🤖 AI Summary
Robotic manipulation faces a critical challenge in insufficient spatial affordance modeling—i.e., “where and how to interact”—limiting performance on complex tasks such as blackboard wiping and block stacking. To address this, we propose a hierarchical affordance-aware diffusion model. First, we introduce an embodiment-agnostic affordance representation that jointly models contact points and subsequent motion trajectories. Second, we design a position-offset attention mechanism and a spatial information aggregation layer to enhance geometric awareness and cross-scale reasoning. Third, we adopt a two-stage training paradigm: contact-point pretraining followed by trajectory fine-tuning, improving generalization across tasks and platforms. Evaluated on four robotic arms—Franka, Kinova, Realman, and Dobot—the method significantly improves success rates on complex manipulation tasks and demonstrates strong cross-platform generalization.
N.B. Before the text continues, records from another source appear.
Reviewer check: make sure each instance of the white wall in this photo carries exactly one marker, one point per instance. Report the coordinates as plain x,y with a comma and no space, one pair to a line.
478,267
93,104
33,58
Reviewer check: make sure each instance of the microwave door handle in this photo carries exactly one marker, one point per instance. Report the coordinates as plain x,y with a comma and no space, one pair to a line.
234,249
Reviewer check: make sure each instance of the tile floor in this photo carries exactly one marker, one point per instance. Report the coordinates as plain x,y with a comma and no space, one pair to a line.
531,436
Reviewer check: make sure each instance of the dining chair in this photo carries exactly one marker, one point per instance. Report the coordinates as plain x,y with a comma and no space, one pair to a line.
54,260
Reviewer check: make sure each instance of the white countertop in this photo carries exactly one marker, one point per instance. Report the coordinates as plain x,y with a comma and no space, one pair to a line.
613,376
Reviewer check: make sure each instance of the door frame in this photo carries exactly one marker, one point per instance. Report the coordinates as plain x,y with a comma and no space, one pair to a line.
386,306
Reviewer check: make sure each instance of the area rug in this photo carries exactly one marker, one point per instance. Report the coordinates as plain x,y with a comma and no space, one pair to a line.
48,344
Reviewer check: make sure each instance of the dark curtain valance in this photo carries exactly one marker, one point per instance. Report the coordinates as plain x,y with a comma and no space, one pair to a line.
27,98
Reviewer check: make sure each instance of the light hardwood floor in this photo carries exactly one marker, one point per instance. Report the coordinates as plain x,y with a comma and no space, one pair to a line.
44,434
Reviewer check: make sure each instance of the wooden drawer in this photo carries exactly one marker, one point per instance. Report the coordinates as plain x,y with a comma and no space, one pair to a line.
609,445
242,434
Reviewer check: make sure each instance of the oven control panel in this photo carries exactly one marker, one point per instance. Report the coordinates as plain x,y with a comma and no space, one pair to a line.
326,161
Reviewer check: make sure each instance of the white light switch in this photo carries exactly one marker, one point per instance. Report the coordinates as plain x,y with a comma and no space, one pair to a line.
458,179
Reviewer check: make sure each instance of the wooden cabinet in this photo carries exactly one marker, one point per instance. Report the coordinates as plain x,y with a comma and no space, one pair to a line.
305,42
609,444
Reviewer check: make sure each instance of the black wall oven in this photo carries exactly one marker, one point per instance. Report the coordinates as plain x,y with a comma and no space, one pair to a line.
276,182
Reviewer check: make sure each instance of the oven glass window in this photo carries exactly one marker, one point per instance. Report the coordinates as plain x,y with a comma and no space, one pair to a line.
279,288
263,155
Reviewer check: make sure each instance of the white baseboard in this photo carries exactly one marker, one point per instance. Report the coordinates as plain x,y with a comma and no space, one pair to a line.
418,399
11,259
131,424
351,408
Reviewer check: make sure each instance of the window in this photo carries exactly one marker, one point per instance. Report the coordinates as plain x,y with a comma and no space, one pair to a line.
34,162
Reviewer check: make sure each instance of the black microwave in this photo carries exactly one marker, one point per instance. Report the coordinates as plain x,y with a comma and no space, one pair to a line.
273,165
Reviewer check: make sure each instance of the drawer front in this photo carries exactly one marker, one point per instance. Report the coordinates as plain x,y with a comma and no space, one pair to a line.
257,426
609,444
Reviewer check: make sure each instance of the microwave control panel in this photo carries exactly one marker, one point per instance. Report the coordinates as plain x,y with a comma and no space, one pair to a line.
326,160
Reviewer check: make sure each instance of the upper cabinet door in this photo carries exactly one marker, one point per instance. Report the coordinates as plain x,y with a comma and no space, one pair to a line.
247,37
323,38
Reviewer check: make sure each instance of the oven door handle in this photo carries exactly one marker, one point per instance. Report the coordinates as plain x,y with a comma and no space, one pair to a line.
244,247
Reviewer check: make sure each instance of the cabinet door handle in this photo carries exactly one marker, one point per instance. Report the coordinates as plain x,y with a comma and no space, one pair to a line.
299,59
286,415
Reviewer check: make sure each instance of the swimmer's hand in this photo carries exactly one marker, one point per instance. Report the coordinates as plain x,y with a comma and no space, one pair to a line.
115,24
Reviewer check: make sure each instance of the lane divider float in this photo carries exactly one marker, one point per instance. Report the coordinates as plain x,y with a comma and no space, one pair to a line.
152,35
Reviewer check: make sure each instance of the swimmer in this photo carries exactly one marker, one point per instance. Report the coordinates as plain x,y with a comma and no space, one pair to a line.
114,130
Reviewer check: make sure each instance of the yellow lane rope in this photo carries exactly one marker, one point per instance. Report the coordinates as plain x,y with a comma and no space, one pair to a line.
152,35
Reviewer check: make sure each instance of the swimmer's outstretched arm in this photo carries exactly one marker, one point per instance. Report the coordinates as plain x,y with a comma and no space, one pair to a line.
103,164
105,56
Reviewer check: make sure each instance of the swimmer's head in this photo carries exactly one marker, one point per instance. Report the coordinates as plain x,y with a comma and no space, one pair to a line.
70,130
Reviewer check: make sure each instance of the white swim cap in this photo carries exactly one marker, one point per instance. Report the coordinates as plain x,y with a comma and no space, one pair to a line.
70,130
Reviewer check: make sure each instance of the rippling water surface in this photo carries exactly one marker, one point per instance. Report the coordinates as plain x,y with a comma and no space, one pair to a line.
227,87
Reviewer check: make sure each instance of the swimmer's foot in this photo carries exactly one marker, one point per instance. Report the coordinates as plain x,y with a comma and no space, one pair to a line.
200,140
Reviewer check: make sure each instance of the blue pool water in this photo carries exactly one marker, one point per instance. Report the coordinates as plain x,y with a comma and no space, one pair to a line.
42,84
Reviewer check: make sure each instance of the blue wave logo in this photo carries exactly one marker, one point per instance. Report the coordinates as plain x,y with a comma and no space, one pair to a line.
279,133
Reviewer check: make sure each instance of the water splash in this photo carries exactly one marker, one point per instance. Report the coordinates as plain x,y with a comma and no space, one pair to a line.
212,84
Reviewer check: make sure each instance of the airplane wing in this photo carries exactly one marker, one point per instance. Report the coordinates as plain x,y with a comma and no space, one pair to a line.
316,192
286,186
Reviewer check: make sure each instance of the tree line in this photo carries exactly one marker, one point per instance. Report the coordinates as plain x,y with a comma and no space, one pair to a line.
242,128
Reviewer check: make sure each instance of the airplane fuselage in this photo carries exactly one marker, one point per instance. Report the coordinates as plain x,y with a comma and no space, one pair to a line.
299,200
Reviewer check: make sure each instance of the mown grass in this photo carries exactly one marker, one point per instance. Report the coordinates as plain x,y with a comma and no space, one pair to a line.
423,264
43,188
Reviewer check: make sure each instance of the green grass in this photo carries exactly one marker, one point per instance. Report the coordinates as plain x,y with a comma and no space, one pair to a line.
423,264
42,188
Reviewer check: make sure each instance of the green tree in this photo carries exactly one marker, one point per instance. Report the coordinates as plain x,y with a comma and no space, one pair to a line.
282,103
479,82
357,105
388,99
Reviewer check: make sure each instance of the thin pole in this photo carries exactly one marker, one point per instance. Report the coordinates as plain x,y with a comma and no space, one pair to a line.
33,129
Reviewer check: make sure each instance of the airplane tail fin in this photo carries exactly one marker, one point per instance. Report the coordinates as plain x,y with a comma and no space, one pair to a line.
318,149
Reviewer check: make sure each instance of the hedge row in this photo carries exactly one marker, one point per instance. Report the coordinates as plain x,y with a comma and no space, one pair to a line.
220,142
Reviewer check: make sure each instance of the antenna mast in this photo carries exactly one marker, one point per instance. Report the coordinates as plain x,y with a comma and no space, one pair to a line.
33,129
Moreover, it supports real-time inference and deployment in realistic scenarios.
📝 Abstract
Robotic manipulation faces critical challenges in understanding spatial affordances--the"where"and"how"of object interactions--essential for complex manipulation tasks like wiping a board or stacking objects. Existing methods, including modular-based and end-to-end approaches, often lack robust spatial reasoning capabilities. Unlike recent point-based and flow-based affordance methods that focus on dense spatial representations or trajectory modeling, we propose A0, a hierarchical affordance-aware diffusion model that decomposes manipulation tasks into high-level spatial affordance understanding and low-level action execution. A0 leverages the Embodiment-Agnostic Affordance Representation, which captures object-centric spatial affordances by predicting contact points and post-contact trajectories. A0 is pre-trained on 1 million contact points data and fine-tuned on annotated trajectories, enabling generalization across platforms. Key components include Position Offset Attention for motion-aware feature extraction and a Spatial Information Aggregation Layer for precise coordinate mapping. The model's output is executed by the action execution module. Experiments on multiple robotic systems (Franka, Kinova, Realman, and Dobot) demonstrate A0's superior performance in complex tasks, showcasing its efficiency, flexibility, and real-world applicability.